Dengan demikian, kata Ghufron, maju nya Gibran sebagai Calon Wakil Presiden cacat secara hukum dan cacat secara etika. Keputusan MKMK seharusnya tidak hanya memberhentikan Anwar Usman jadi Ketua MK tapi juga memberhentikan Anwar sebagai Hakim MK.
“Kami menilai relasi kuasa antara rezim penguasa, Mahkamah Konstitusi, dan Gibran adalah bentuk relasi nepotisme yang dapat dikategorikan sebagai suatu bentuk kecurangan dalam proses Pemilu. Majunya Gibran sebagai cawapres, tidak memiliki legitimasi hukum yang kuat, dan dapat dipermasalahkan di masa yang akan datang,” ucapnya.
Ghufron menjelaskan, putusan MKMK semakin membenarkan terjadinya ketidakadilan di masyarakat serta menunjukan rusaknya sistem hukum di Indonesia.
Oleh karena itu, Koalisi Masyarakat Sipil Kawal Pemilu Demokratis memandang keputusan MKMK semakin membenarkan kemunduran demokrasi terjadi di Indonesia.
“Kerusakan demokrasi yang dilakukan rezim yang berkuasa tidak bisa dibenarkan dan dibiarkan begitu saja. Kelompok Masyarakat Sipil dan Kelompok Pro-Demokrasi, harus kembali tampil ke publik dan merapatkan barisan demi menyelamatkan demokrasi dan hukum yang semakin terancam,” ucapnya.
Sebelumnya, Ketua Mahkamah Konstitusi (MK) Anwar Usman terbukti melakukan pelanggaran berat saat memutuskan mengubah syarat usia capres-cawapres. Putusan itu diketahui membuat warga negara Indonesia yang di bawah 40 tahun bisa menjadi capres atau cawapres asal pernah/sedang menduduki jabatan yang dipilih dalam Pemilu atau Pilkada.
Ketua Majelis Kehormatan Mahkamah Konstitusi (MKMK) Jimly Asshiddiqie memberikan sanksi berat berupa pemberhentian sebagai Ketua MK kepada Anwar Usman berdasarkan putusan nomor 2/MKMK/L/11/2023. Putusan itu terkait dugaan pelanggaran etik hakim Mahkamah Konstitusi (MK) dengan terlapor Ketua MK Anwar Usman.
“Hakim terlapor terbukti melakukan pelanggaran berat.
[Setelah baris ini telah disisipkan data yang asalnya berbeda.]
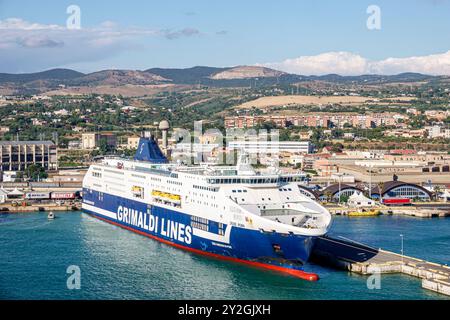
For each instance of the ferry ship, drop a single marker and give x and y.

Sanksi pemberhentian dari jabatan Ketua Mahkamah Konstitusi kepada hakim terlapor,” kata Jimly.
Putusan ini terkait laporan dari Denny Indrayana, PEREKAT Nusantara, TPDI, TAPP, Perhimpunan Pemuda Madani, PBHI, Tim Advokasi Peduli Hukum Indonesia, LBH Barisan Relawan Jalan Perubahan, para guru besar dan pengajar hukum yang tergabung dalam Constitutional Administrative Law Society (CALS), Advokat Pengawal Konstitusi, LBH Yusuf, Zico Leonardo Djagardo Simanjuntak, KIPP, Tumpak Nainggolan, BEM Unusia, Alamsyah Hanafiah, dan PADI.